# SV Distribution
## How to measure distribution of SVs
The goal of this code is to create an excel sheet with the distances of each synaptic vesicle (SV) to the nearest point on the active zone (AZ) line. This should be separated by condition.

What you need to run this code: 
1. You need a SV.zip file in every synapse folder. This zip file contains ROIs for each SV in that synapse.
2. You need an AZ.txt file. This is explained below:
    * Open synapse image in Fiji and open plasma membrane PM.zip file in ROI manager. 
    * Draw a freehand line along the AZ, using your PM ROIs as boundaries
    * Select your AZ line --> File--> Save as...--> XY Coordinates. 
    * Save in Syn__ folder as Syn__AZ.txt
        * This file is a list of some coordinates on your line, NOT all of them. The code will fix that. 
3. You need a main folder, mine was called Synapse Files. You need to change the code in "call previous function while running through folders" cell.
    * Under my main Synapse Files folder, I have separate folders for each condition. Within those condition folders, are the folders of synapse files corresponding to that condition.
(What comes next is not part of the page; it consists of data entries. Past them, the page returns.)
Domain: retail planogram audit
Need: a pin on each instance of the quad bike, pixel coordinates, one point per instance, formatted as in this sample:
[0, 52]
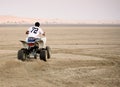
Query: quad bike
[34, 48]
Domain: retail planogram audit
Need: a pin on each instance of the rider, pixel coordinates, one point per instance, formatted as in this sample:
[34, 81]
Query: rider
[35, 32]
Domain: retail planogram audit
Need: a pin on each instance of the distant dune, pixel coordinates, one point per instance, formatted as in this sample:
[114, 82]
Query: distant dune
[21, 20]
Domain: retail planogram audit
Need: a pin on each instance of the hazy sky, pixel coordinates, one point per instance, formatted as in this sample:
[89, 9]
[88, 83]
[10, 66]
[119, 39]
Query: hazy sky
[65, 9]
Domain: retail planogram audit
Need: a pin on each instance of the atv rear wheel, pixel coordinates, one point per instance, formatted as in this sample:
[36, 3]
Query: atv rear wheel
[43, 55]
[48, 52]
[21, 55]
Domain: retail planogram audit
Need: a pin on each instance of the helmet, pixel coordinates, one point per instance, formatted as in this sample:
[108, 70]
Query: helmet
[37, 24]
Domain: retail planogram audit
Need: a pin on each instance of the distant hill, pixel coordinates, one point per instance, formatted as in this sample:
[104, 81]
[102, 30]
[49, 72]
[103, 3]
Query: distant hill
[21, 20]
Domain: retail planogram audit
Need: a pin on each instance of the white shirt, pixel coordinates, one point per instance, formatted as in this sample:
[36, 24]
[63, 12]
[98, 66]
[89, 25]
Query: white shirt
[35, 32]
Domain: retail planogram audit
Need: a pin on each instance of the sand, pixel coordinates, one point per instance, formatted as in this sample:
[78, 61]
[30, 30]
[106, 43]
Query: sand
[81, 57]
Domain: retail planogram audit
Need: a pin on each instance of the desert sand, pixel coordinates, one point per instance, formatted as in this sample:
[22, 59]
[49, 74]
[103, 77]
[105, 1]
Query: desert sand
[81, 57]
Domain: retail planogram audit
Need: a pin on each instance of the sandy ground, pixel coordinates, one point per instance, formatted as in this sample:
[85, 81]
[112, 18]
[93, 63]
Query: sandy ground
[81, 57]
Synapses where this distance code may be a problem:

* Syn09

* Syn20

* Syn25

* Syn27

* Syn40

* Syn62

* Syn70

* Syn111

In [60]:
#Import packages
import numpy as np
import pandas as pd
import matplotlib.pyplot as plt
from pathlib import Path
import zipfile
import seaborn as sns
sns.set()

## IMPORTANT NOTE ON AZ FILE FORMAT
If you saved your AZ.txt line with no scale on Fiji, img_conversion= 3716px/inch

If you saved your AZ.txt file while doing other analysis and you saved it with a scale, your img_conversion =0.27px/nm

You can tell because if you saved the file with no scale, opening up your AZ.txt file will give you numbers in the 0.16 range, whereas if you have a scale you will get numbers in the 1600.00 range. You can choose one or the other BUT they all have to be the same!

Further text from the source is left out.